Considerando i precedenti secolari della filosofia cinese per il tipo di sintesi che Xi sta tentando di realizzare, è curioso che egli si basi così tanto su fonti molto antiche. Una serie televisiva che concilia il confucianesimo con la modernità avrebbe potuto facilmente essere più lunga e ricca: Kang, il pensatore del Nuovo Testo, avrebbe potuto apparire per discutere il ruolo di Confucio come riformatore. Il pensatore anticonformista del XX secolo Liang Shuming avrebbe potuto discutere con Mao su cosa costituisse esattamente il “socialismo con caratteristiche cinesi”. In realtà, questi due pensatori hanno condotto un vivace dibattito proprio su questo tema nel 1946. Ma riconoscere in particolare i pensatori del Nuovo Testo potrebbe essere pericoloso perché essi apprezzavano il dibattito interno e la pluralità di pensiero.
Il tentativo di Xi di sintetizzare Confucio e Marx non è invalido, come esercizio.
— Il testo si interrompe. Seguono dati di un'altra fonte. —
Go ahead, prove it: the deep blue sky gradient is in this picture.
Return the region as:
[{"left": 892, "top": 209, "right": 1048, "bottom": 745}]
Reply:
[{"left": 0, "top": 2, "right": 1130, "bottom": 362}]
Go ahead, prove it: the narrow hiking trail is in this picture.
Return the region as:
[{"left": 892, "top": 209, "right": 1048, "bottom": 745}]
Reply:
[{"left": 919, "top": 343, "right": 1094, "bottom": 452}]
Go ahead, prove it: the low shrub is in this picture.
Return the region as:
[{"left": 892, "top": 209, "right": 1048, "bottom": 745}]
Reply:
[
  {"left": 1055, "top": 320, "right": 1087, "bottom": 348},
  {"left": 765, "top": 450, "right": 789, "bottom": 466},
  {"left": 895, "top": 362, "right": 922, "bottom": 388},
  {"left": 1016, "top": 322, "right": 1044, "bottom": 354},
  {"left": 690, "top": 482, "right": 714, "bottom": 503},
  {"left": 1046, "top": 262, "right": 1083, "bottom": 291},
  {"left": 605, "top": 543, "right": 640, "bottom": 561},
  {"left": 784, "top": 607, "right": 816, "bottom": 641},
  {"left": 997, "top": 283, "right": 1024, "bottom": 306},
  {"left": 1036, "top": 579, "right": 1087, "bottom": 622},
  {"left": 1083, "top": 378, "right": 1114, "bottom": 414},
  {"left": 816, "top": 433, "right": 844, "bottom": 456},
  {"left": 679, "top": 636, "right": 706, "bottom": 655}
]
Vale tuttavia la pena soffermarsi sul fatto che il testo originale cinese di Wang è stato pubblicato nel 2004. Solo due decenni fa, il contesto intellettuale cinese era molto diverso. Gli accademici erano più liberi di discutere varie alternative politiche e i media potevano permettersi commenti politici più incisivi. L’identità cinese è ancora multipla, non monolitica, e il pensiero cinese ha sempre contribuito al meglio alla prosperità della Cina quando era libero e controverso, non chiuso e sterile. Questo è l’aspetto della tradizione cinese che l’attuale PCC non può permettersi di ignorare.